- At a congressional hearing last week, Democratic Rep. Alexandria Ocasio-Cortez pointed to WeWork as an example of the dangers of opening up private markets to everyday investors.
- Unlike public companies, private companies aren’t required to disclose to ordinary investors audited financial statements or other information those investors might need to determine a fair value for the companies’ stocks, she said.
- After being valued at $47 billion in a private funding round in January, WeWork is now considering going public at a valuation of as little as $10 billion.
- If an everyday person had invested in WeWork at a $47 billion valuation, that investor would be “getting fleeced” now, she said.
- Read more WeWork stories here.
Democratic Rep. Alexandria Ocasio-Cortez warned her colleagues last week about making it easier for ordinary investors to put their money into private companies and used WeWork as a case in point.
Private companies typically don’t release to everyday investors the kind of information that public companies do, such as audited financial statements, disclosures about government investigations, and the like, Ocasio-Cortez noted on Wednesday at a hearing of the House Financial Committee’s Subcommittee on Investor Protection, Entrepreneurship, and Capital Markets.
That leaves them at a disadvantage when trying to determine a fair price for the companies they’re investing in, she said.
Ocasio-Cortez pointed to WeWork as an example of how ordinary people could be hurt if they invested in private companies. The commercial real-estate giant was valued at $47 billion in its last private funding round but is now considering going public at a much lower valuation, she noted – now reportedly as low as $10 billion.
“They had raised on a previous valuation of $47 billion, and now they just decided overnight ‘Just kidding, we’re worth $20 billion,'” Ocasio-Cortez said during the hearing. “They’ve cut it by over half.”

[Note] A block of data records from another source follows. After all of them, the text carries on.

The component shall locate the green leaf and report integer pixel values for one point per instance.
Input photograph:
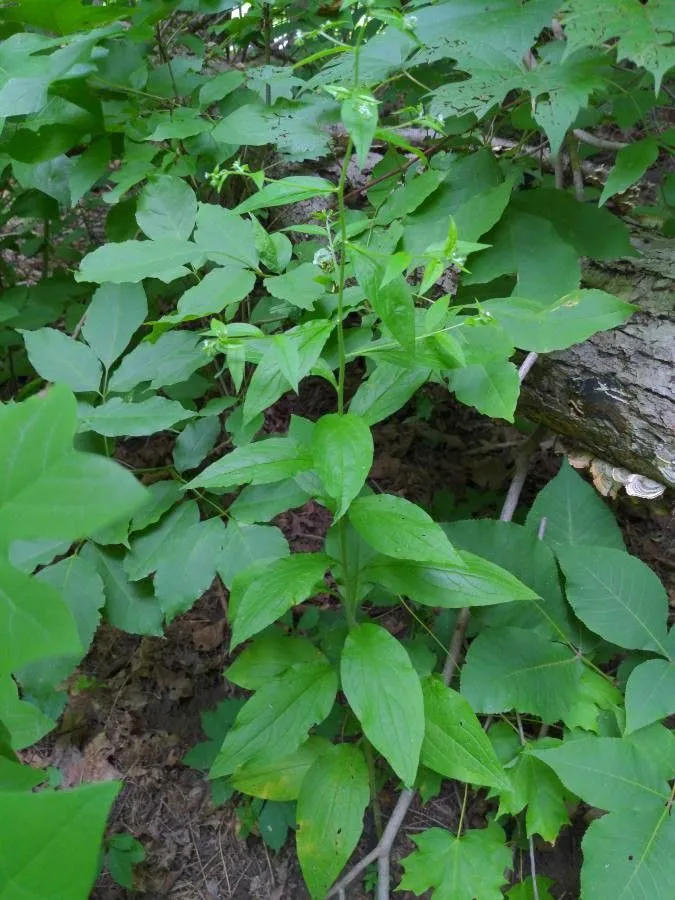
(511, 668)
(282, 779)
(616, 595)
(642, 31)
(650, 693)
(455, 744)
(492, 387)
(469, 581)
(48, 489)
(333, 797)
(132, 261)
(630, 165)
(386, 390)
(298, 286)
(260, 503)
(267, 461)
(167, 208)
(57, 357)
(113, 317)
(472, 865)
(130, 606)
(406, 198)
(537, 787)
(282, 584)
(217, 290)
(35, 621)
(343, 454)
(398, 528)
(195, 442)
(118, 417)
(359, 116)
(225, 238)
(275, 721)
(629, 855)
(268, 656)
(292, 189)
(520, 552)
(611, 773)
(246, 545)
(385, 694)
(572, 319)
(575, 515)
(170, 360)
(38, 852)
(546, 266)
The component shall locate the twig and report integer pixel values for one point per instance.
(601, 143)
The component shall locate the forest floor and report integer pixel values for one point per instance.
(142, 712)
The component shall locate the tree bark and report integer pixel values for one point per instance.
(614, 395)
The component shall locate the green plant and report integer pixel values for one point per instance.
(205, 313)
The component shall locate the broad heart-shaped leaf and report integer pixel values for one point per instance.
(275, 721)
(217, 290)
(650, 693)
(282, 584)
(332, 799)
(247, 545)
(35, 621)
(455, 744)
(48, 490)
(536, 788)
(470, 581)
(575, 514)
(114, 315)
(629, 856)
(546, 266)
(343, 454)
(264, 462)
(630, 165)
(385, 694)
(167, 208)
(511, 668)
(269, 656)
(399, 528)
(57, 357)
(170, 360)
(571, 319)
(472, 865)
(492, 387)
(616, 595)
(282, 779)
(195, 442)
(386, 390)
(119, 417)
(130, 606)
(132, 261)
(298, 286)
(521, 553)
(292, 189)
(611, 773)
(50, 841)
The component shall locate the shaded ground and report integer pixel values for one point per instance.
(143, 714)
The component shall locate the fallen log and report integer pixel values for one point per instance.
(614, 395)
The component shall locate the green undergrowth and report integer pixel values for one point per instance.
(188, 132)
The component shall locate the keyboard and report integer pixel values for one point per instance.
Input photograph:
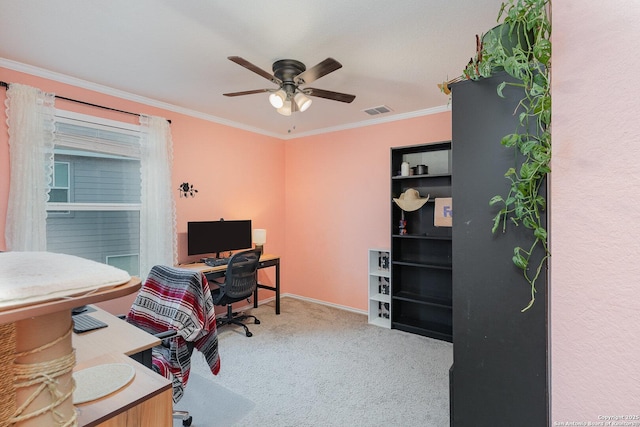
(214, 262)
(85, 323)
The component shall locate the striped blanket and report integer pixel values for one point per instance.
(177, 299)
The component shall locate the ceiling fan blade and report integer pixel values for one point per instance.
(247, 92)
(335, 96)
(259, 71)
(327, 66)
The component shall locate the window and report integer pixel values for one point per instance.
(97, 181)
(60, 186)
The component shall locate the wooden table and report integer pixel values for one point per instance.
(144, 401)
(266, 260)
(118, 337)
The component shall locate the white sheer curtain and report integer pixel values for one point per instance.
(158, 240)
(30, 119)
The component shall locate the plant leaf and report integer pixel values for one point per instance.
(501, 87)
(495, 199)
(520, 261)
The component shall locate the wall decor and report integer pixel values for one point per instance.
(187, 190)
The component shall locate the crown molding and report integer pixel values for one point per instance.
(84, 84)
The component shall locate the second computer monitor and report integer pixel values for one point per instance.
(214, 237)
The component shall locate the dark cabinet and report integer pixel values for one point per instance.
(499, 374)
(421, 258)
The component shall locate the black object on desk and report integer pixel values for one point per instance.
(85, 323)
(214, 262)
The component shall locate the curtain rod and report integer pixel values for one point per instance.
(6, 86)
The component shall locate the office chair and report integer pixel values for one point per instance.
(239, 283)
(175, 305)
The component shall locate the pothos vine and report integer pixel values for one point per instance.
(526, 24)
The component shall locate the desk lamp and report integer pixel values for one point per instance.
(259, 238)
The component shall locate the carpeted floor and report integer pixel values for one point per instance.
(315, 365)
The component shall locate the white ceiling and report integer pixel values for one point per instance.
(393, 53)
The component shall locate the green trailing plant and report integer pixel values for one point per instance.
(527, 58)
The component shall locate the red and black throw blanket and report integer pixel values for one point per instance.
(177, 299)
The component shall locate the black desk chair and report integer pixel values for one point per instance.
(240, 282)
(175, 305)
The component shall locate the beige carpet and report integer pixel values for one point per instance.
(315, 365)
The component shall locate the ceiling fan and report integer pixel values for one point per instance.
(289, 75)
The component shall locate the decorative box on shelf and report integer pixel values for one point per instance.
(380, 287)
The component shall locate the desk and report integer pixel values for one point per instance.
(266, 261)
(147, 400)
(147, 397)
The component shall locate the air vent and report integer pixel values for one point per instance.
(377, 110)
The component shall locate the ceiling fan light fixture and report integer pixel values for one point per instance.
(302, 101)
(285, 110)
(278, 98)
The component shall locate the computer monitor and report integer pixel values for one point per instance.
(213, 237)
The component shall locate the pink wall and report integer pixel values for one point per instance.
(338, 205)
(595, 216)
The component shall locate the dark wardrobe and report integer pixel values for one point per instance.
(500, 375)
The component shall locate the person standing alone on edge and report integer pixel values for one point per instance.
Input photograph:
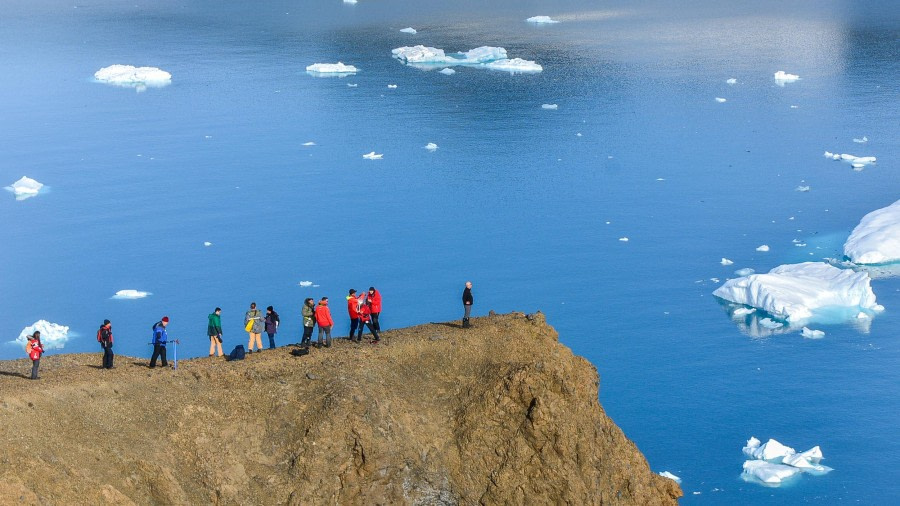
(468, 300)
(253, 324)
(214, 331)
(104, 336)
(160, 339)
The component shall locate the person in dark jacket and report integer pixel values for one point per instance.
(309, 321)
(214, 331)
(160, 338)
(468, 300)
(272, 322)
(104, 335)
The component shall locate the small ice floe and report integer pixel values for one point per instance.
(541, 20)
(876, 239)
(25, 188)
(53, 335)
(812, 334)
(797, 292)
(666, 474)
(338, 69)
(782, 77)
(129, 76)
(131, 294)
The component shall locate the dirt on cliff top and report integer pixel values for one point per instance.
(500, 413)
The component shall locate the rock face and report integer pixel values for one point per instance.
(497, 414)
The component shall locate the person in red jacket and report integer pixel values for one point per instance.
(353, 311)
(374, 302)
(323, 318)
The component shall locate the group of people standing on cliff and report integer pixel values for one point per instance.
(364, 311)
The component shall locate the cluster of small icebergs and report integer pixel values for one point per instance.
(129, 76)
(494, 58)
(771, 463)
(53, 335)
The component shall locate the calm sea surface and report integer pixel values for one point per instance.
(530, 204)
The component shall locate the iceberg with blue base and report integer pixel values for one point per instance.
(876, 240)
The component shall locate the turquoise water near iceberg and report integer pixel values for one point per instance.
(513, 199)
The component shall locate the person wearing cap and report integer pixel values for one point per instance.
(104, 335)
(34, 349)
(214, 331)
(323, 318)
(160, 338)
(373, 299)
(353, 310)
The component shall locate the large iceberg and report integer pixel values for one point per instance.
(53, 335)
(876, 240)
(796, 292)
(130, 76)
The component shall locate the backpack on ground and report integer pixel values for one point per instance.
(237, 353)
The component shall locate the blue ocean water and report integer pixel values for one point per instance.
(514, 199)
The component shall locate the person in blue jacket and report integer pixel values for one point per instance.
(160, 338)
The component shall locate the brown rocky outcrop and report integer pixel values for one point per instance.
(497, 414)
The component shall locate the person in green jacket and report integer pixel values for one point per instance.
(214, 330)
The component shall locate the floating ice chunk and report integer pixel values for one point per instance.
(131, 294)
(25, 188)
(541, 20)
(794, 292)
(338, 68)
(812, 334)
(768, 473)
(666, 474)
(782, 77)
(876, 239)
(130, 76)
(53, 335)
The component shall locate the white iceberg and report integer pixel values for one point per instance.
(53, 335)
(339, 69)
(541, 20)
(782, 77)
(25, 188)
(130, 76)
(796, 292)
(132, 294)
(876, 240)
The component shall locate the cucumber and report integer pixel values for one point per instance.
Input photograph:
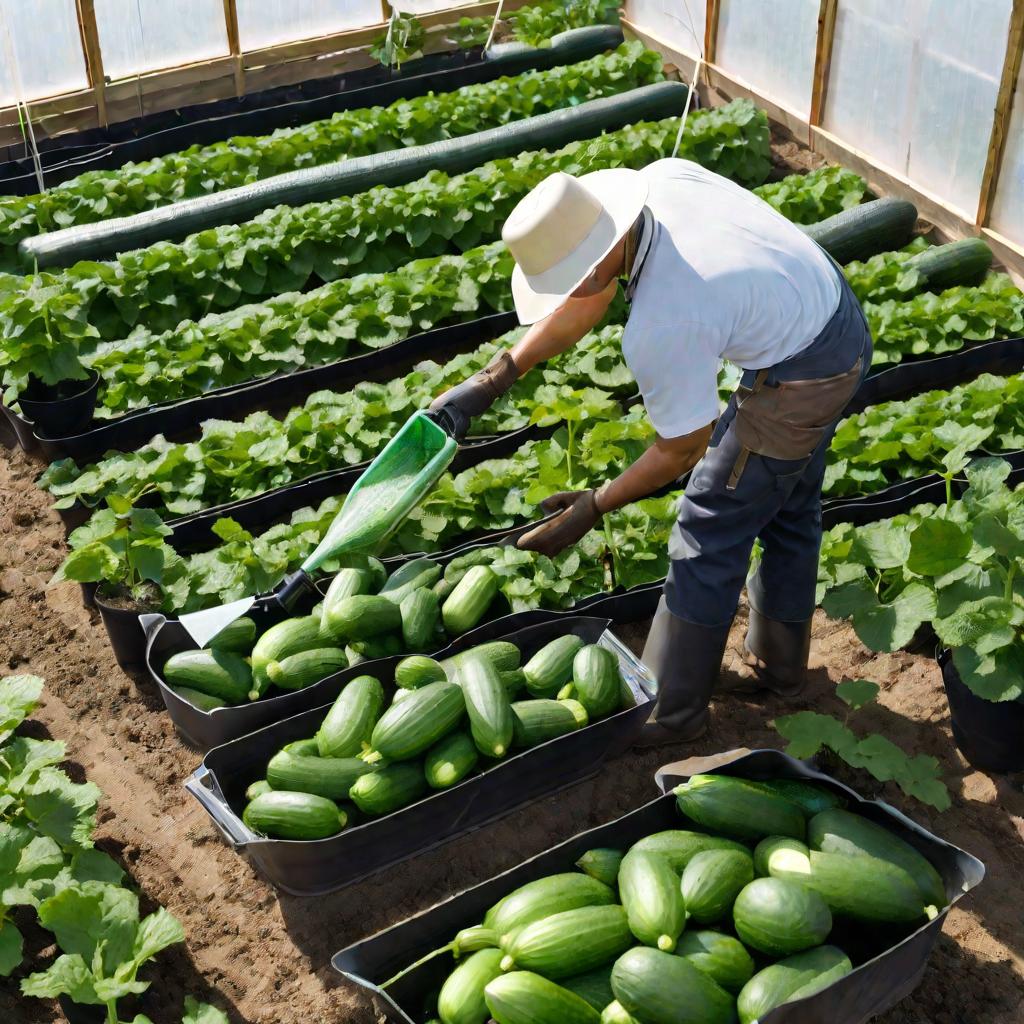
(856, 886)
(347, 583)
(593, 987)
(303, 748)
(513, 680)
(523, 997)
(331, 777)
(299, 671)
(360, 616)
(388, 788)
(649, 891)
(286, 638)
(257, 788)
(503, 653)
(451, 760)
(420, 617)
(734, 807)
(809, 798)
(417, 574)
(535, 900)
(491, 719)
(862, 230)
(418, 670)
(601, 863)
(568, 943)
(596, 683)
(844, 832)
(772, 849)
(461, 998)
(721, 956)
(536, 722)
(406, 730)
(963, 262)
(712, 881)
(349, 723)
(615, 1013)
(204, 701)
(658, 988)
(779, 916)
(216, 673)
(551, 668)
(237, 637)
(805, 974)
(375, 647)
(679, 846)
(294, 815)
(468, 603)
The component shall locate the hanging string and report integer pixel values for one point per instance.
(697, 65)
(24, 111)
(494, 26)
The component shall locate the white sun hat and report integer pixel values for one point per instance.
(562, 229)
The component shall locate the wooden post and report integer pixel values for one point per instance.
(235, 45)
(1004, 110)
(89, 34)
(711, 31)
(822, 58)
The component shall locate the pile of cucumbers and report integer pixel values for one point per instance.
(445, 720)
(365, 615)
(692, 927)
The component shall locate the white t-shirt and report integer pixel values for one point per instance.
(725, 278)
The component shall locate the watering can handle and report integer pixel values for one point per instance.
(452, 420)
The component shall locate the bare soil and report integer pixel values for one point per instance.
(265, 957)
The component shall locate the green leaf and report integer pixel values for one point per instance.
(937, 546)
(64, 810)
(18, 696)
(889, 627)
(68, 975)
(857, 692)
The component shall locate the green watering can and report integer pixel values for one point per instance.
(388, 489)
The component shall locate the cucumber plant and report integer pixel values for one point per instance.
(809, 731)
(48, 863)
(958, 566)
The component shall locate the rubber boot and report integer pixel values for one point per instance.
(776, 654)
(686, 659)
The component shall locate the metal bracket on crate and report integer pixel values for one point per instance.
(637, 676)
(204, 786)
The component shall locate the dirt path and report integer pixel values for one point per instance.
(266, 958)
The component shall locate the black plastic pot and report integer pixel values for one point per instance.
(259, 113)
(60, 409)
(178, 419)
(125, 633)
(887, 967)
(309, 868)
(989, 734)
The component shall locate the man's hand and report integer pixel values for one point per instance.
(480, 391)
(580, 514)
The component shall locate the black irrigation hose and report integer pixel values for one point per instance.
(651, 102)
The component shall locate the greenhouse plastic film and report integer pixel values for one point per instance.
(331, 180)
(880, 980)
(309, 868)
(261, 113)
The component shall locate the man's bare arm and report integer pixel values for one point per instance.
(664, 462)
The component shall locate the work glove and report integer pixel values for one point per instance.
(476, 394)
(580, 514)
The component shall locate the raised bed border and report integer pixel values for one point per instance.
(876, 984)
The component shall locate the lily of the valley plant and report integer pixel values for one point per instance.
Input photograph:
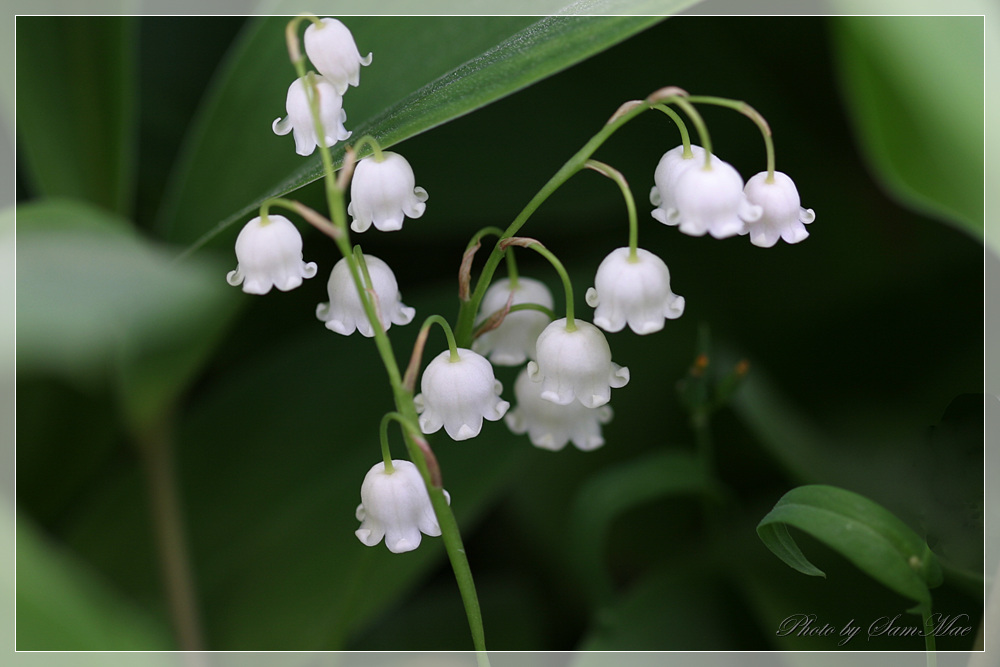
(564, 389)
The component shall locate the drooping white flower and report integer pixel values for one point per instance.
(269, 254)
(711, 200)
(334, 54)
(635, 291)
(459, 395)
(344, 313)
(576, 365)
(513, 342)
(783, 216)
(395, 505)
(550, 425)
(383, 192)
(300, 122)
(668, 170)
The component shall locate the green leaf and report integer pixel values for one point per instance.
(92, 296)
(914, 88)
(617, 490)
(464, 63)
(76, 106)
(862, 531)
(63, 606)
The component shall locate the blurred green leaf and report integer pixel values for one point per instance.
(862, 531)
(615, 491)
(272, 457)
(463, 63)
(76, 106)
(914, 89)
(62, 606)
(92, 296)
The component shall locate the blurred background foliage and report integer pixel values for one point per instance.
(864, 342)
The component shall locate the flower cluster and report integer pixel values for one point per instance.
(707, 196)
(563, 389)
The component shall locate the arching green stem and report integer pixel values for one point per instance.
(292, 36)
(468, 308)
(452, 347)
(477, 239)
(752, 114)
(403, 397)
(633, 221)
(561, 270)
(511, 268)
(681, 127)
(265, 208)
(699, 124)
(383, 435)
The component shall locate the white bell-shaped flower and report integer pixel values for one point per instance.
(668, 170)
(334, 54)
(576, 365)
(344, 312)
(383, 192)
(269, 254)
(633, 291)
(513, 342)
(783, 216)
(459, 395)
(300, 122)
(395, 505)
(711, 200)
(550, 425)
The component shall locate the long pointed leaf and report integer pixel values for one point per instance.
(435, 69)
(865, 533)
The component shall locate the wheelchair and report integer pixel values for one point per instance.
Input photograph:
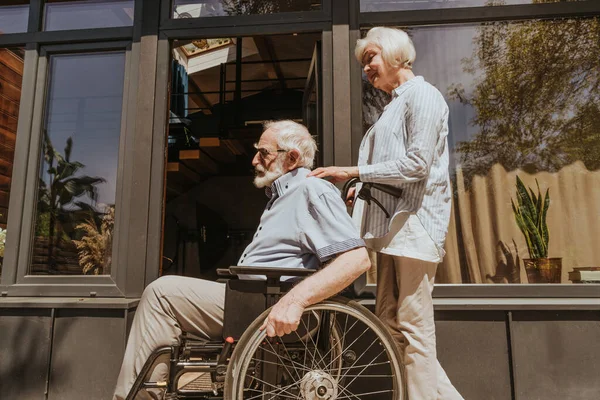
(339, 351)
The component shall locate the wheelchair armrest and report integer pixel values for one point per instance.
(225, 273)
(270, 272)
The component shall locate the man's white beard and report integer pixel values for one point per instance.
(266, 178)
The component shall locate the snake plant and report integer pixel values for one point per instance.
(530, 214)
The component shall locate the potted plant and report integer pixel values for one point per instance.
(530, 214)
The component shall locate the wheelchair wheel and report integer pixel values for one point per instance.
(340, 351)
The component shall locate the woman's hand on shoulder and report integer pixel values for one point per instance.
(335, 174)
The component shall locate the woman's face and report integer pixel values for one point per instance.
(378, 72)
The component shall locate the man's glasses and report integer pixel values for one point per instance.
(264, 153)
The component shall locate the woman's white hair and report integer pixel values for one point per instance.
(294, 136)
(396, 46)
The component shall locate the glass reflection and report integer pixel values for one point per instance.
(14, 15)
(218, 8)
(524, 104)
(63, 15)
(11, 77)
(77, 185)
(399, 5)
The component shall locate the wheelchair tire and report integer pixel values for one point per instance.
(361, 334)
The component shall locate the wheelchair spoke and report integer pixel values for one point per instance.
(344, 389)
(349, 356)
(274, 363)
(342, 352)
(280, 359)
(275, 392)
(342, 347)
(362, 365)
(275, 354)
(290, 357)
(361, 395)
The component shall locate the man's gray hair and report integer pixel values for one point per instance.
(294, 136)
(396, 47)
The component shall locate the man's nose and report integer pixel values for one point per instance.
(255, 160)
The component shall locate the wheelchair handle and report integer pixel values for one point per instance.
(365, 192)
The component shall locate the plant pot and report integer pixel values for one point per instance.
(543, 270)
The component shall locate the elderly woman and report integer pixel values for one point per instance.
(406, 148)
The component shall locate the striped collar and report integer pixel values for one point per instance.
(406, 85)
(286, 182)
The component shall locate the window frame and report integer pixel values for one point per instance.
(64, 284)
(455, 16)
(285, 18)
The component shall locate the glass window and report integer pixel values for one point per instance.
(77, 185)
(219, 8)
(11, 76)
(524, 104)
(82, 14)
(400, 5)
(14, 15)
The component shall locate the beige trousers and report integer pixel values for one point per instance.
(169, 305)
(404, 304)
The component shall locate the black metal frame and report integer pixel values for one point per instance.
(462, 16)
(141, 171)
(38, 46)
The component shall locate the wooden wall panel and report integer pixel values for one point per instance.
(11, 77)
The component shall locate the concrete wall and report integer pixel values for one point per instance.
(74, 348)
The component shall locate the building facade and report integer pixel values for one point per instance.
(126, 133)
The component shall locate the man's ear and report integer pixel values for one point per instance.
(293, 159)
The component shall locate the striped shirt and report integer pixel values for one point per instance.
(408, 148)
(304, 224)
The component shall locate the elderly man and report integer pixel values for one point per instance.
(304, 225)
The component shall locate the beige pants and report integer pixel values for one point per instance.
(404, 304)
(169, 305)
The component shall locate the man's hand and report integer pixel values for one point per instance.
(335, 174)
(350, 197)
(284, 317)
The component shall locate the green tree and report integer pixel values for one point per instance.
(536, 96)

If you, as an everyday person, “invested in WeWork thinking that it had a valuation of $47 billion,” she continued, “you’re getting fleeced.”
WeWork’s governance and business model have been criticized
The hearing focused on how the private markets have grown at the expense of the public markets and whether it would be a good idea to allow everyday investors to more easily buy stocks in private companies.
Retail investors are generally barred under existing regulations from investing in private companies. Typically, the only entities that can invest in such companies – for now – are accredited investors, who tend to be wealthy, or qualified institutional buyers, which include mutual funds and the like.
Not coincidentally, many mutual funds have recently slashed their valuations of WeWork.
WeWork – and CEO Adam Neumann in particular – has gone through a battery of criticism in the run-up to the company’s initial public offering.
While it has described itself as a tech company, its business model involves creating coworking spaces by buying up commercial buildings and filling them with tenants. It hasn’t made a profit, losing $700 million in the first quarter of 2019 alone. Among other eyebrow-raising practices, WeWork paid Neumann $5.9 million to use the word “we” in its name, but he gave the money back after it was criticized.
Renee Jones, an associate dean at Boston College Law School who testified at the hearing, said that valuations were “highly speculative” but that deregulation had given startup founders too much power.
“When founders control the board, an important source of discipline over the startup’s operations is neutralized,” Jones said in prepared testimony, adding, “This new era of founder control has created an environment at unicorns that is ripe for management abuse.”
Ocasio-Cortez isn’t the only public figure to criticize WeWork. Andrew Yang, a 2020 Democratic presidential candidate, called WeWork’s $47 billion valuation “utterly ridiculous” in a tweet on August 21.
Ocasio-Cortez did not immediately respond to Business Insider’s request for comment.
This article has been updated to clarify the context of the hearing.